Researchers from Spain continue the trend for the development of new combinations of materials, detailing their study in the recently published ‘ Mechanical and Strain-Sensing Capabilities of Carbon Nanotube Reinforced Composites by Digital Light Processing 3D Printing Technology .’
While there have been numerous studies regarding carbon nanotube (CNT) reinforced composites—from improving materials to creating sensors for wearables , to e-textiles , and much more—here, the authors perform a more unique study regarding mechanical properties and strain sensors, with the ‘development of a conductive ink for DLP 3D printing technology with self-sensing capabilities based on a commercial photocurable resin doped with CNTs.’
Noting that 3D printing is making huge impacts within the industrial world, and in many other applications too, the authors state quite accurately that there is ‘a wide field for improvement.’
Composites are becoming increasingly popular in the 3D printing arena as users on all levels are able to meet their needs better for varying research, projects, and manufacturing of stronger parts.
“In particular, carbon nanotube (CNT) doped resins has been the subject of numerous studies in the last decades due to their great mechanical, thermal, and electrical properties,” state the researchers. “Their addition in low contents into an insulator resin allows the formation of electrical percolating networks inside the material, leading to an increase in electrical conductivity of the material of several orders of magnitude.”
Structural health monitoring (SHM) is a primary application able to benefit from such materials, as sensors can detect strain damage in metallic gauges. Previously, a variety of 3D printing studies have involved CNTs as fillers in developing parts with electrical properties, elastic strain sensors, shielding devices, and flexible electronics.
In this study, the researchers varied CNTs as they assessed the effects on conductivity. Next, the potential for strain sensing was investigated as the authors evaluated the impacts of load state and post-curing treatments.

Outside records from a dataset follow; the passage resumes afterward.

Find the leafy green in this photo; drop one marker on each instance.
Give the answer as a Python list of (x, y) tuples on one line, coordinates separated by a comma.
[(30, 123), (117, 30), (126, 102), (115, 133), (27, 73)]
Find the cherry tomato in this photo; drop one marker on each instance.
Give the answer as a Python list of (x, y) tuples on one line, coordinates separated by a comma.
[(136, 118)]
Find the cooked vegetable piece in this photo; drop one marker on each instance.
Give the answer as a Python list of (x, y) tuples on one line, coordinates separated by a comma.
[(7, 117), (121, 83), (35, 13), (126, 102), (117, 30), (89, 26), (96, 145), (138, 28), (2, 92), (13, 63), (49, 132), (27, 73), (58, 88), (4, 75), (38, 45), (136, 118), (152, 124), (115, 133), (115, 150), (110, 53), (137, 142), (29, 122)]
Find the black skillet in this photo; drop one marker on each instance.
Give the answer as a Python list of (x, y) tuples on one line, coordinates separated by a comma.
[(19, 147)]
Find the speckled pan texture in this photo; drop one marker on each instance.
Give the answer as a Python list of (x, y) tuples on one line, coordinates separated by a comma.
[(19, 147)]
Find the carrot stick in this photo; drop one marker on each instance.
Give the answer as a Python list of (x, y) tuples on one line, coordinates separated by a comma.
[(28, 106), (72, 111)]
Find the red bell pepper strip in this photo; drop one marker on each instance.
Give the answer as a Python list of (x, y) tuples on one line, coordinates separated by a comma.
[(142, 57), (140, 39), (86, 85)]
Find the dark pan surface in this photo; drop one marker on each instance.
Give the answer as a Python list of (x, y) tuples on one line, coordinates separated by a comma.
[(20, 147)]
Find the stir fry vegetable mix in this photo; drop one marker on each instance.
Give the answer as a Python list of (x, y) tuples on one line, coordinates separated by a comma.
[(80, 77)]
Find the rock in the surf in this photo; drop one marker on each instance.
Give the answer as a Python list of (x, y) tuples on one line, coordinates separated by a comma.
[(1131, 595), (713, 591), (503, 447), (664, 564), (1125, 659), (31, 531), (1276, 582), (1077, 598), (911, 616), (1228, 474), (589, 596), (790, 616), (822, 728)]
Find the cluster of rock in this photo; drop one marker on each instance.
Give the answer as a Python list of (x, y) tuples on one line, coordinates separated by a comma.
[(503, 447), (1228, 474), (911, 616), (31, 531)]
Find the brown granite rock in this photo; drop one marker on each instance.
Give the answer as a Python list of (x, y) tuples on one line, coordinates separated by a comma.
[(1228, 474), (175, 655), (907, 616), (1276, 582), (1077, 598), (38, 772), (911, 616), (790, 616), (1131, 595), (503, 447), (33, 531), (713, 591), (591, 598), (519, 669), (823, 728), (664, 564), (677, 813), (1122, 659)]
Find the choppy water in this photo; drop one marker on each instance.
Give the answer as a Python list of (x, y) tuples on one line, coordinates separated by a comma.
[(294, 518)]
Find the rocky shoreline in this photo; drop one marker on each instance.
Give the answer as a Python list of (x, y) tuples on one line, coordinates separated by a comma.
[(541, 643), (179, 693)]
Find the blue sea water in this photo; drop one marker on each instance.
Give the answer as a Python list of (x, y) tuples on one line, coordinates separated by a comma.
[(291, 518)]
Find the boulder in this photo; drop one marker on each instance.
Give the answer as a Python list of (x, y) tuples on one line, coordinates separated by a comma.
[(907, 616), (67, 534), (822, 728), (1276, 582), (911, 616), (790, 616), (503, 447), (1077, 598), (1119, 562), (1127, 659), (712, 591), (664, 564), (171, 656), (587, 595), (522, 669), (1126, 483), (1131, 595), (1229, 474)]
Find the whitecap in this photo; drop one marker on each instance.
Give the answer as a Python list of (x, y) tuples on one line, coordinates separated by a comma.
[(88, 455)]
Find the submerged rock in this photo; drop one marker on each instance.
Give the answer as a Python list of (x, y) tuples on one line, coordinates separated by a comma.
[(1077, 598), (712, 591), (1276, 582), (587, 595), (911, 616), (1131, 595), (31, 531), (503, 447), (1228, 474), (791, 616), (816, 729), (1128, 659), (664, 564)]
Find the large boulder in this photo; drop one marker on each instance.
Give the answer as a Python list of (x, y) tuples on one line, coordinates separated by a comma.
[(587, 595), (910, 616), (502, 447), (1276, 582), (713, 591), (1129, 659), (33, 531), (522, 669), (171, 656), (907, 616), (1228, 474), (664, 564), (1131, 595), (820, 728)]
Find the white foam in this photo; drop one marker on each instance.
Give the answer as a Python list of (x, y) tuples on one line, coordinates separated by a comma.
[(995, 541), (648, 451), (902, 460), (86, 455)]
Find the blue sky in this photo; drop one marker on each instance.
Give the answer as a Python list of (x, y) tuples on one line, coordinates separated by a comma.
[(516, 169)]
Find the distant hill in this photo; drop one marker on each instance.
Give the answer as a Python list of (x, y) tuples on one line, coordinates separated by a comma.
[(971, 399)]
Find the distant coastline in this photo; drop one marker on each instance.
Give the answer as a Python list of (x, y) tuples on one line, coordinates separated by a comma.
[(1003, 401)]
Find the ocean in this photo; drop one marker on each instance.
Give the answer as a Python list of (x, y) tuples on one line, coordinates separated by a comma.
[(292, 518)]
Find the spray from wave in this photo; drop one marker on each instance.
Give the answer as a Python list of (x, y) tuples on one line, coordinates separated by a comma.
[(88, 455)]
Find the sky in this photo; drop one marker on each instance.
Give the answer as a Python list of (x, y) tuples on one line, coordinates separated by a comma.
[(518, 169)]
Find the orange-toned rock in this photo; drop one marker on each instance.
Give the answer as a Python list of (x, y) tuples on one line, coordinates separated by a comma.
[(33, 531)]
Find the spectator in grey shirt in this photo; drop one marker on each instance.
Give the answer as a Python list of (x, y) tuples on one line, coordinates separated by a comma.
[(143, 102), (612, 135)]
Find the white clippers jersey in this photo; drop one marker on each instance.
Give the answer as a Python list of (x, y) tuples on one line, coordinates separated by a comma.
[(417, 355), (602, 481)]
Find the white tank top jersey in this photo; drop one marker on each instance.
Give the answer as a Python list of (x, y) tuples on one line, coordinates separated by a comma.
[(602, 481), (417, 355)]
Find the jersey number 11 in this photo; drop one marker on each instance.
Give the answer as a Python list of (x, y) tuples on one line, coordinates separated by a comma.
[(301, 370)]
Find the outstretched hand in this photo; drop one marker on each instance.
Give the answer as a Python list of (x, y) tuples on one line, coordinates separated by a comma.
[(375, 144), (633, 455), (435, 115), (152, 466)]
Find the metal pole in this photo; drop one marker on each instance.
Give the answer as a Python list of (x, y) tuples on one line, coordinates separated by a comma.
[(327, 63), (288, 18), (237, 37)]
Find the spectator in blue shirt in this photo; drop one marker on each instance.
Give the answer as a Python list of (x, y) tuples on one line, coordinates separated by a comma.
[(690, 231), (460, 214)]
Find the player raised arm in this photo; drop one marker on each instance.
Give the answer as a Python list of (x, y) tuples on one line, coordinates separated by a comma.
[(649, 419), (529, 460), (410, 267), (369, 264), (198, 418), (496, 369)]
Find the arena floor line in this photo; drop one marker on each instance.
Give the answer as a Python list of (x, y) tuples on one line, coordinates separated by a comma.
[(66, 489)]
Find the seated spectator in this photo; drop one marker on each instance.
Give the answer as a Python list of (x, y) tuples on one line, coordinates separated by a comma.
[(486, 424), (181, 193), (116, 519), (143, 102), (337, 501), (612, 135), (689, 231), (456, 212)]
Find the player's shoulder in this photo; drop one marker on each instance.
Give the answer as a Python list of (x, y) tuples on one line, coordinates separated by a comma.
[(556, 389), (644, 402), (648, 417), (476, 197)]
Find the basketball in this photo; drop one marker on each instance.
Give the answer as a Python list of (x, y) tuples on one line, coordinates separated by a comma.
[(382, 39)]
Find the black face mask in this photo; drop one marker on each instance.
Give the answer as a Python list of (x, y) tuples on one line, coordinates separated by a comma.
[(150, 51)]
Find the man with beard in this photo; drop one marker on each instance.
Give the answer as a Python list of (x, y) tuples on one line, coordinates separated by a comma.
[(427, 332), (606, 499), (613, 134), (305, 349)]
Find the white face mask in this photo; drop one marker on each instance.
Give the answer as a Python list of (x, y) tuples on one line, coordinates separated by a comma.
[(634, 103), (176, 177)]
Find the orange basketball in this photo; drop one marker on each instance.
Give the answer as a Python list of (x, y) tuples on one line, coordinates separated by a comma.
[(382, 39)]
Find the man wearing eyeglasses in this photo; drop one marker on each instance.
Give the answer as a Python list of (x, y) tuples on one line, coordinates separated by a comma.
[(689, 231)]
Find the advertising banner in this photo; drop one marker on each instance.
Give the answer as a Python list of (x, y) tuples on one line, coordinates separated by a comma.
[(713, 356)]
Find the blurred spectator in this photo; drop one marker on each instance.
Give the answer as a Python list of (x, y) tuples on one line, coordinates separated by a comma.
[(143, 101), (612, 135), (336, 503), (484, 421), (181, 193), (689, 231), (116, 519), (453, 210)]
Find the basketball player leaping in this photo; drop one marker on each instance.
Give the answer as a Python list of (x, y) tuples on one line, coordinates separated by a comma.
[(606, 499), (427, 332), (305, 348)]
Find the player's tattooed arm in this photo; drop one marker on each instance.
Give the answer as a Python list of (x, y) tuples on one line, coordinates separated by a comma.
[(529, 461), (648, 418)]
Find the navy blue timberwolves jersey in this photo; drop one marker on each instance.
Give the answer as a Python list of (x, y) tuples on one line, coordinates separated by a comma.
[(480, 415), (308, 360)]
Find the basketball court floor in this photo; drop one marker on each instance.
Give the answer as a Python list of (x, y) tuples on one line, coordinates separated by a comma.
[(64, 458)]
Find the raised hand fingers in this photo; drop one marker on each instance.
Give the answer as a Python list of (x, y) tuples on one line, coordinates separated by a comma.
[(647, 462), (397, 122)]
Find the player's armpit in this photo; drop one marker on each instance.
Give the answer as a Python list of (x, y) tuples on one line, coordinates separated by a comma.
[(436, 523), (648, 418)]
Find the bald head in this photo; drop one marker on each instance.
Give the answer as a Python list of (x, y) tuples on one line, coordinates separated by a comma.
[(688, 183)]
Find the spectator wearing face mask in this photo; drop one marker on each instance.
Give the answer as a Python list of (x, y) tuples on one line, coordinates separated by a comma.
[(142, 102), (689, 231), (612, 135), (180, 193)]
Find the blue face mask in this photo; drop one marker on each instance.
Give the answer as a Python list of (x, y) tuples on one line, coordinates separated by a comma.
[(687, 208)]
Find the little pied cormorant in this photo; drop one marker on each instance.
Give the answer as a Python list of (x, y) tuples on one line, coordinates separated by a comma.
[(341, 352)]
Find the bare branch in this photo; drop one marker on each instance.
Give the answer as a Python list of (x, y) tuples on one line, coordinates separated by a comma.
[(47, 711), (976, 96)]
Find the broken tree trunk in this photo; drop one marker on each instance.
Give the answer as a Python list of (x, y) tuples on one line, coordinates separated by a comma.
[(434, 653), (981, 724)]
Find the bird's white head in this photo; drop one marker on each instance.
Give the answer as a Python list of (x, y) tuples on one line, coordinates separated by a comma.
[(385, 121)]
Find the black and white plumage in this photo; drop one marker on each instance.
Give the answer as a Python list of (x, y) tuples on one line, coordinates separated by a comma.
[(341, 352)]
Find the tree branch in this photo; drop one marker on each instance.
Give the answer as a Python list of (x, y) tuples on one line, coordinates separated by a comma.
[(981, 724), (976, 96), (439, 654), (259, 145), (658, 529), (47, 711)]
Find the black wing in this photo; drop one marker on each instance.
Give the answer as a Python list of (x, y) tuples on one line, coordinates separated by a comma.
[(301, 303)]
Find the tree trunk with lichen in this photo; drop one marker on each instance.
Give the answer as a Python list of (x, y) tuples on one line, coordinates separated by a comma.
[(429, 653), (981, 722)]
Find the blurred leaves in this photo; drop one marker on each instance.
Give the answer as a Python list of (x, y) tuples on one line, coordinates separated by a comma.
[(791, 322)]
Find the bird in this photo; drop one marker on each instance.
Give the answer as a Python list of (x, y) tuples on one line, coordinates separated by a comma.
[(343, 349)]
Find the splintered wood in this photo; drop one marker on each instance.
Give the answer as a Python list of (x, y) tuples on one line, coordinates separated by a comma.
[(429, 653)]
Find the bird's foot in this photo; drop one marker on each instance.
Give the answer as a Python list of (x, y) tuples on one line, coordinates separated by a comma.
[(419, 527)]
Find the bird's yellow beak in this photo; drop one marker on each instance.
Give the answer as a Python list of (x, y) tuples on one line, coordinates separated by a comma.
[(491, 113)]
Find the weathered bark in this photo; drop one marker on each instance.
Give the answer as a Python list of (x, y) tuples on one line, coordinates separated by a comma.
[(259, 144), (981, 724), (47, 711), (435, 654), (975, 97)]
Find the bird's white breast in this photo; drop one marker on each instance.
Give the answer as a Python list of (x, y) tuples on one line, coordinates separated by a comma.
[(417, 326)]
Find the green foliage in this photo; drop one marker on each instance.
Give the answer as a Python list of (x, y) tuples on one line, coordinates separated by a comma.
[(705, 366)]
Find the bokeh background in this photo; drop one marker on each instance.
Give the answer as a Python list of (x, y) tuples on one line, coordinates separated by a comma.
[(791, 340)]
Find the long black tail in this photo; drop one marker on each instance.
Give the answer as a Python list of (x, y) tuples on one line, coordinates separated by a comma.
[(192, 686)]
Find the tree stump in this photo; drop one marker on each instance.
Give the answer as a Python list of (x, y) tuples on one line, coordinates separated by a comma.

Gap distance between rolls during calendering process.

A B9Creator was used for 3D printing six samples for the study with CNT content of 0.030, 0.050, 0.075, 0.100, and 0.150 wt %.

“The most relevant printing parameters were 30 µm of layer thickness and 5.12 s of exposure time per layer, except for those specimens with a 0.150 wt % CNTs, where the exposure time was increased to 6.84 s,” stated the authors.
“This is due to the higher CNT content that induces a more prevalent UV light shielding effect caused by CNTs, reducing UV radiation exposure of the photoinitiator and leading thus to an underexposure condition. On the other hand, overexposure conditions were observed for specimens with CNT contents below 0.100 wt % and longer UV light exposure times than...